In You she trusts, before You bows,
And waits Your great salvation.
Built on this rock secure,
Your Church shall endure
Though all the world decay
And all things pass away.
O hear, O hear us, Jesus!
O Lord, let this Your little flock,
Your name alone confessing,
Continue in Your loving care,
True unity possessing.
Your sacraments, O Lord,
And Your saving Word
To us, Lord, pure retain.
Grant that they may remain
Our only strength and comfort.
Help us to serve You evermore
With hearts both pure and lowly;
And may Your Word, that light divine,
Shine on in splendor holy
That we repentance show,
In faith ever grow;
The pow'r of sin destroy
And evils that annoy.
O make us faithful Christians!
And for Your Gospel let us dare
To sacrifice all treasure;
Teach us to bear Your blessed cross,
To find in You all pleasure.
O grant us steadfastness
In joy and distress,
Lest we, Lord, You forsake.
Let us by grace partake
Of endless joys and gladness.
LSB 647
7 comments:
Interesting that the hymn for the day of Sts. Peter and Paul makes not even one mention of them. Are we so afraid to name the saints lest any honour be detracted from God?

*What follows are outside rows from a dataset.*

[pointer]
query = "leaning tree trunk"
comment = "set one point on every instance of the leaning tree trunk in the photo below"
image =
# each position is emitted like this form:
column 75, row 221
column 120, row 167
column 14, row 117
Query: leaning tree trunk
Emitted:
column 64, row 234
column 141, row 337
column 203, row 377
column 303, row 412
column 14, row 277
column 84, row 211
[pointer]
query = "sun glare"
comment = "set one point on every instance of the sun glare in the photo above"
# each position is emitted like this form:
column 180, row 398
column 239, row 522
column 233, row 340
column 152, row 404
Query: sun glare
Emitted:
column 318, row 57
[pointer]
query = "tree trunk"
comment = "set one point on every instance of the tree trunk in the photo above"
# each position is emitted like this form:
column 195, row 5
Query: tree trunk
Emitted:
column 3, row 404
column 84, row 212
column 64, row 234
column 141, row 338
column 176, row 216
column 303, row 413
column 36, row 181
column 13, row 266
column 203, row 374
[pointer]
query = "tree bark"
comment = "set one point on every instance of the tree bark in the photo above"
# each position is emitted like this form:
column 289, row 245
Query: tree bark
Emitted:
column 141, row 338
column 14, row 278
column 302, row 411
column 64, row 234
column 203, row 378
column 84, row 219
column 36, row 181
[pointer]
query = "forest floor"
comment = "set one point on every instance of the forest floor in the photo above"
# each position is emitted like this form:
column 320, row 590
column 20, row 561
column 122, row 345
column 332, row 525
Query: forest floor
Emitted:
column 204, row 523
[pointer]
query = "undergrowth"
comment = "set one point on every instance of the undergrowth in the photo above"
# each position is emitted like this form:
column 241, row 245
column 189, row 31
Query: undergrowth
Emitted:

No, because the other hymn that begs for use on this day contains this stanza:
We praise You for Saint Peter;
We praise You for Saint Paul;
They taught both Jew and Gentile
That Christ is all in all.
To cross and sword they yielded
And saw Your kingdom come.
O God, these two apostles
Reached life through martyrdom.
But rather than focus on the men, the hymn of the day invites us to focus on what the men themselves focused on.
The liturgy for the day, by the way, names them in the collect and in the Proper Preface.
Which proves my point, Fr. Weedon. Lutherans (modern ones, at least) are so overly cautious when it comes to the saints that even mentioning them is regarded as idolatry!
With due respect, my friend, it shows your comment is BALONY. We mention the saints by name specifically at more than one place in the liturgy!
Where, specifically? (I honestly don't know and I don't have access to an LSB).
I cited them both earlier:
Merciful and eternal God, Your holy apostles Peter and Paul received grace and strength to lay down their lives for the sake of Your Son... (Collect)
Therefore with patriarchs and prophets, apostles and evangelists, with Your servants Sts. Peter and Paul, and with all the company of heaven, we laud and magnify... (Preface)
Hey just be glad Vatican II left it where it was, or we'd be celebrating it God knows when, like poor old Cyril a couple days ago.
Cyril was a goof anyway. Ask Orestes, prefect of the diocese of Egypt (that's when diocese was an Imperial jurisdiction, not the church one, though Cyril's assumption of the prefect's power did a lot to turn the one into the other and remake church overseers into church prefects or "bishops"). Or ask the Jews of Alexandria. Or Hypatia, dragged from her chariot, hacked to pieces then the pieces burned by Cyril's guys. So let Vatican II have him.